新城彰の本棚

ミステリー好きの自分勝手なコメント

国土に働きかけてこその恵み

 本書は、国交省の元技監大石久和氏の「国土論」。東日本大震災の翌年、2012年の発表である。国土庁から道路局長とインフラ行政の裏面を知り尽くした技術者である筆者とは、震災前に知己を得てインフラのデジタリゼーションについて議論させていただいた。震災直後に僕のいた会社が仙台でイベントを開催した時には、僕のパネルにパネリストとして参加していただいた。

 

 口癖は「脆弱な国土に住む日本人は、常に国土に働きかけなくてはいけない」だった。その知見のエッセンスが詰まっているのが本書。技術者らしく、多くの数値と図表を使い、国土の実態と過去の日本人がどのように「国土に働きかけ」てきたかが明示されている。「脆弱」の意味は、

 

        

 

・複雑で歪んだ(複数のプレートが合わさっていること)地形

 ⇒ それゆえ地震や噴火、津波など自然災害が多い

・豪雨、台風が多く、都市の集中する河口は軟弱地盤

 ⇒ 水害が多く、いったん発生すると多くの人命が危うい

・急峻な山岳が多く平地は少ない。しかも膨大な河川で寸断されている

 ⇒ 交通路を拓くにも、橋やトンネルなど多くのコストがかかる

 

 ということ。地震の揺れの指標(全国平均水平震度)を例にとると、

 

・ドイツ 0.0

・フランス 0.03

・米国 0.08

・日本 0.22

 

 とケタが違う。加えて、制度的な課題もある。例えば地籍が確定していない土地が多く、再開発するのに余計な時間がかかること。
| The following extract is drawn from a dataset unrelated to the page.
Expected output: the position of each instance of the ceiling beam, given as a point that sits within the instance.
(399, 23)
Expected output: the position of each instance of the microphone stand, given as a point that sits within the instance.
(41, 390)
土地保有者が細分化され過ぎているのも問題だとある。

 

 これからの国土行政への提言としては、

 

・1980年代の「荒廃した米国」を他山の石として、インフラ整備にカネをかけろ

・崩壊しそうな地方にもっと資本を廻し、東京一極集中を逆転させよ

・災害に強い国造りをして、インフラ整備も含めて国際競争力を強化せよ

 

 というもの。この書がしめす種々の数値は、今後も僕が国交省の会合で発言する際の参考とさせてもらいます。